There are a number of functions that are highly customizable in the /LIB folder. The main functions are
-
stocks.pre.process()
- This does all the pre.processing of creating technical indicators based on OHLCV data and loading data into a data frame for analysis.
- This function is embedded within stock.RF.mod() and stock.RF.pred()
- Technical indicators used are:
- exponential moving average (defaults to smoothing 0.14, N = 10 days), this is applied to all raw OHLCV data
- interday difference (the difference between Open and Close between days)
- intraday difference (the difference between Open and Close within day)
- Schaff Trading Cycle (EMA short = 9, EMA long = 30, N = 10)
- Aroon
- RSI
- MACD
- Stochastic Oscillator (fastK, slowK, slowD)
- Rate of Change
- OBV
- CCI
- (Click here for an overview of technical indicators)[https://www.linnsoft.com/indicators]
-
stock.RF.mod()
- This trains a model based on preset parameters
- You can specify the model prediction stock by changing 'stock2model' argument.

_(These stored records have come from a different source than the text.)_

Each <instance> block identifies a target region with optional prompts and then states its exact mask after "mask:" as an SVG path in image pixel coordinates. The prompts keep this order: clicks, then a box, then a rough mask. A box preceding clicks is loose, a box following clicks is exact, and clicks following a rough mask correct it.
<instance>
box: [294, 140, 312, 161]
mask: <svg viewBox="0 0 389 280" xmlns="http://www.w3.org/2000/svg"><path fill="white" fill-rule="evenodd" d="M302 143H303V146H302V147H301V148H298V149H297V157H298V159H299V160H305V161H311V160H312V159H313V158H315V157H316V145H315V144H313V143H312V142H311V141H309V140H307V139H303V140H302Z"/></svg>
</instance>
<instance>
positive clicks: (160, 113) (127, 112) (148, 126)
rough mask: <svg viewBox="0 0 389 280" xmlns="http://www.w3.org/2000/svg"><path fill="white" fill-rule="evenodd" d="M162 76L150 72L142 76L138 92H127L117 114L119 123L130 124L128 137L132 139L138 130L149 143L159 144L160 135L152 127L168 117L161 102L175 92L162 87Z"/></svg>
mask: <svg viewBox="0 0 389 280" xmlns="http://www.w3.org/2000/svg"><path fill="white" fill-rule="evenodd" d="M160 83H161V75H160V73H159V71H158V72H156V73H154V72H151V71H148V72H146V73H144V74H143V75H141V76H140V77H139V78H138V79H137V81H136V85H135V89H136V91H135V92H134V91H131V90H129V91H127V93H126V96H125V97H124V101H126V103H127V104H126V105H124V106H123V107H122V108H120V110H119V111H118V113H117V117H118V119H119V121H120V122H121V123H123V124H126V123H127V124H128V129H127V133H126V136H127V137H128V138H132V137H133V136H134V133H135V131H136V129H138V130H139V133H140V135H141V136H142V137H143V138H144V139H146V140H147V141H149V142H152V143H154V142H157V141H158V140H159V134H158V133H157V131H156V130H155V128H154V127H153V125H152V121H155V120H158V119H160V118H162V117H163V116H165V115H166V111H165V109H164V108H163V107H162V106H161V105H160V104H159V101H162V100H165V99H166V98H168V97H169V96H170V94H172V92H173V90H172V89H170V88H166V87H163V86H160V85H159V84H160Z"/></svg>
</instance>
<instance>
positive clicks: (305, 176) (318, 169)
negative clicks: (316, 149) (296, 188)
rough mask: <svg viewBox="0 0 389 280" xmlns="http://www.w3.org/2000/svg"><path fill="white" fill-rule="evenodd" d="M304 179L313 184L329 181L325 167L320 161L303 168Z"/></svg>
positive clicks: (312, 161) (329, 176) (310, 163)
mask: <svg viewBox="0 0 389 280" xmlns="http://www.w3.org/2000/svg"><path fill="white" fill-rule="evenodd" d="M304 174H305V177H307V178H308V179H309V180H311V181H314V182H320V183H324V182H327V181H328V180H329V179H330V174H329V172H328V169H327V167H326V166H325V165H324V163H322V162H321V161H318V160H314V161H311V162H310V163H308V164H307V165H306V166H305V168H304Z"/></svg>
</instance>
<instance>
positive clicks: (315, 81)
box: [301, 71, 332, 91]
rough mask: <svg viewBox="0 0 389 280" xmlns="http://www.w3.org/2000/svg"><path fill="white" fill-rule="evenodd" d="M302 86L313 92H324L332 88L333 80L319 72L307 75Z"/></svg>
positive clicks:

- You can add or remove predictor assets.
-
stock.RF.pred()
- takes the output of stock.RF.mod() and predicts up to a specified date (today's date is the default)
-
stock.RF.performance()
- takes the predicted object and performs all the back-testing and reports a variety of performance (error) indicators
- This function takes various arguments that set thresholds of probabilities for buy, sell and stay actions
-
policy.test()
- takes the performance object and executes back-testing of trading policy. The goal of this trading policy is to move into cash when the market is predicted to go down, and to move into equities when it is predicted to go up (i.e. sell all stocks at the first sell ACTION, BUY all as much as possible at first buy ACTION, otherwise stay in the position current position until either of the first two options occur).
- You can specify various starting positions (money in bank, number of shares to start with, trading costs)
This project was based on the work by: Khaidem, L., Saha, S., & Dey, S. R. (2016). Predicting the direction of stock market prices using random forest. arXiv preprint arXiv:1605.00003.